A Job that mounts a PVC can pull data from an external source (object store, HTTP endpoint, database dump), process it, and write results back to the PVC. This is the standard pattern for bulk data movement because the transfer runs inside the cluster network, survives interruptions via Job retry semantics, and does not depend on your local machine staying connected.

apiVersion: batch/v1
kind: Job
metadata:
name: data-import
namespace: <your-tenant>-prod
spec:
template:
spec:
containers:
- name: import
image: curlimages/curl:latest
command:
- sh
- -c
- "curl -fSL https://example.com/dataset.tar.gz | tar xz -C /data"
volumeMounts:
- name: data
mountPath: /data
volumes:
- name: data
persistentVolumeClaim:
claimName: my-data
restartPolicy: OnFailure

See Jobs & CronJobs for the full recipe with PSS-compliant security context, active deadlines, and TTL cleanup.

NFS mount from outside (if your tenant has one)

Section titled “NFS mount from outside (if your tenant has one)”

If RCS has provisioned a per-tenant NFS volume for you (the same static PV used for shared RWX storage — see Persistent volumes in practice), you can mount that NFS export directly from a workstation or transfer node that has access to it. This gives you native filesystem access to the same data your Pods see through the NFS-backed PVC — no Kubernetes API involved.

Terminal window
sudo mount -t nfs rsfshare.uvic.ca:/mlp /mnt/tenant-data

This option is not available by default and depends on network access to the NFS server. Ask RCS whether an external NFS mount is available for your use case.

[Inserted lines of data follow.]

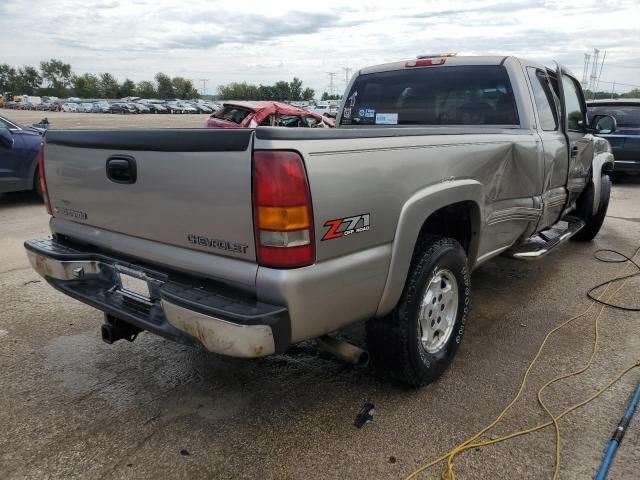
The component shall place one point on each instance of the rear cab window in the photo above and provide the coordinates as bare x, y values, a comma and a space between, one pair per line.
232, 114
455, 95
543, 96
626, 115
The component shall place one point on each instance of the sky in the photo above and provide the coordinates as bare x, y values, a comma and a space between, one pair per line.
266, 41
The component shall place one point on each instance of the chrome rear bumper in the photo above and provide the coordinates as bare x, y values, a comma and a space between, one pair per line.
183, 309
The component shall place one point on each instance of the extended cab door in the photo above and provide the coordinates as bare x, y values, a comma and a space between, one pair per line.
574, 120
554, 146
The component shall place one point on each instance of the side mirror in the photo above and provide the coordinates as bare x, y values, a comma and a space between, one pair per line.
6, 138
604, 124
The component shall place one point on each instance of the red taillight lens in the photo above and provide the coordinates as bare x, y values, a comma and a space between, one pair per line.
282, 210
43, 180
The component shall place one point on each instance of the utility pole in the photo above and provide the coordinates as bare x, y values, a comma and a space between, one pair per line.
347, 76
204, 85
331, 77
593, 79
585, 70
601, 67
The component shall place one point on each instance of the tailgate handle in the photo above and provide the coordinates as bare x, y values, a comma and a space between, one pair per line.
122, 169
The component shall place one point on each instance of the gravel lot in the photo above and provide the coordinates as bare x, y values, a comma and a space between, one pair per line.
74, 407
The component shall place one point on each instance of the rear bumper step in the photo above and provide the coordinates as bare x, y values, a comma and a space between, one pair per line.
541, 244
186, 310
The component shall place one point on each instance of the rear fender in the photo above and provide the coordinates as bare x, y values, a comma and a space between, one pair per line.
601, 161
413, 215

For large or unreliable transfers, run an rsync server as a sidecar container alongside your workload. The sidecar mounts the same PVC and exposes rsync over a ClusterIP Service. You then kubectl port-forward to the Service and rsync from your local machine:

Terminal window
kubectl port-forward -n <your-tenant>-prod svc/rsync-sidecar 8873:873 &
rsync -avz --progress ./large-dataset/ rsync://localhost:8873/data/

rsync handles resume on interruption, delta transfers (only changed blocks), and progress reporting — all things kubectl cp cannot do.

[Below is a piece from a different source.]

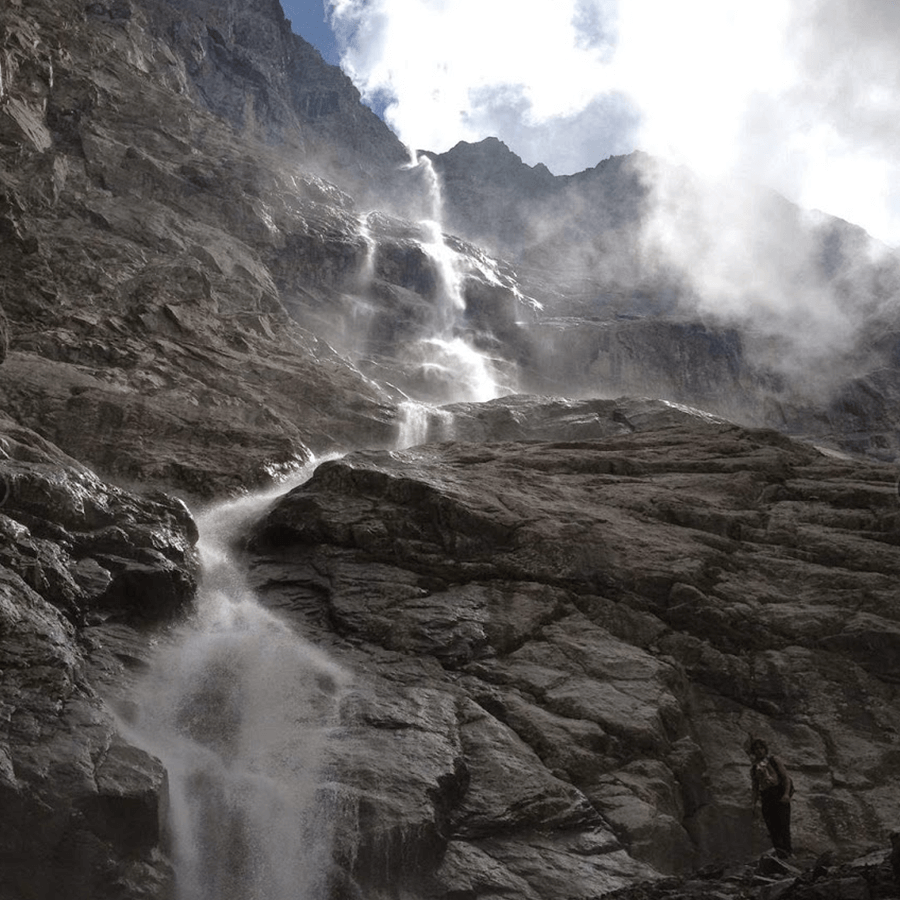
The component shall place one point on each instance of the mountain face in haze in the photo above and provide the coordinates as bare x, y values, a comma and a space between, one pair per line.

kubectl cp streams data through the Kubernetes API server as a tar pipe over an exec channel. There is no resume, no progress indication, no delta transfer, and no compression. A network hiccup drops the entire transfer, and you start over. For anything over ~500 MB, use a PVC-backed Job or rsync sidecar instead.

The container filesystem is ephemeral. Anything written outside a mounted PVC is lost when the Pod restarts, reschedules, or gets evicted. This is not a storage option — it is a temporary scratch space.

If your workload writes output to a local path, make sure that path is backed by a PVC volumeMount. Otherwise the data survives only as long as the specific container instance does.

Pulling a multi-gigabyte dataset in an initContainer on every Pod start is slow and wasteful. The download runs every time the Pod reschedules, consumes network bandwidth, and delays readiness. Instead, download the dataset once into a PVC (via a Job) and mount that PVC into your workload.